The gap between a demo and a production AI system is measured in observability, failure handling, cost controls, and the people who have to keep it running at 2am. Most AI projects fail not because the model is wrong but because the infrastructure around it was not built for production from the start.
What production means in practice
A production AI system has four properties a demo lacks: it handles the inputs it was not designed for without crashing, it logs enough information to debug failures after the fact, it has a circuit breaker that prevents a degraded model from affecting your users indefinitely, and someone knows what to do when it breaks.
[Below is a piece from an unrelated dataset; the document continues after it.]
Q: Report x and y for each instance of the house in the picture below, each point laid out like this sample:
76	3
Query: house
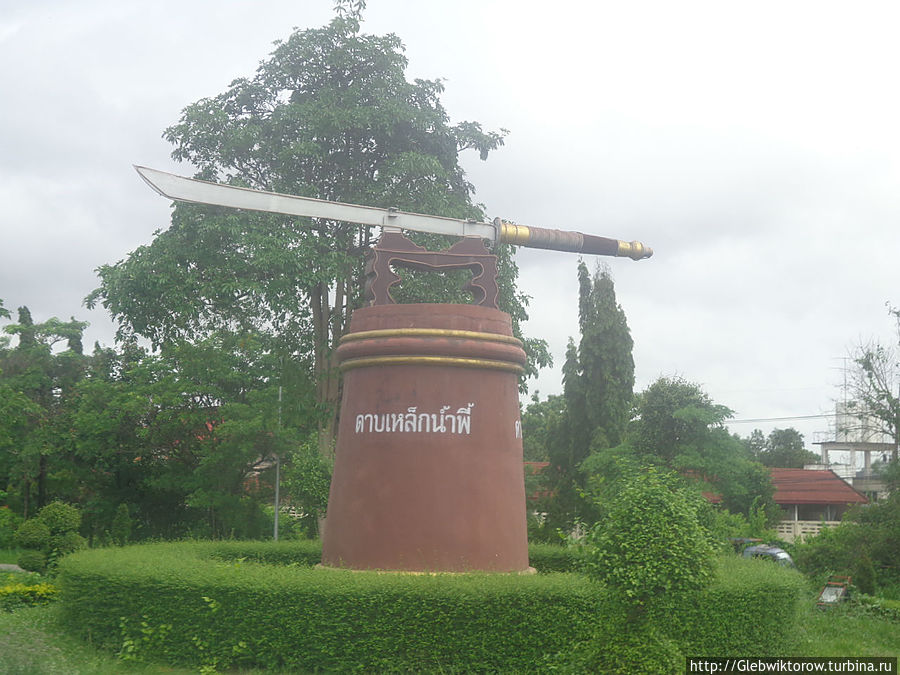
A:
811	499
RAG systems fail in ways that are hard to detect without measurement. Retrieval quality degrades as documents change. Embedding models drift relative to query patterns. Chunk sizes that were optimal at deployment become suboptimal as the document corpus grows. Without automated evaluation running continuously, you will not know retrieval quality is degrading until users tell you.
Cost management
API-based inference costs are a function of token count multiplied by call volume. Systems that looked cheap in testing become expensive at production traffic levels. Cost per query should be a tracked metric from day one, with alerts when it exceeds a defined threshold. The cheapest path is usually a smaller model for the majority of queries with a larger model for fallback -- not the largest model for everything.
Every AI system we deploy includes a cost dashboard and an alert threshold. The team operating it should know cost per query before they know anything else.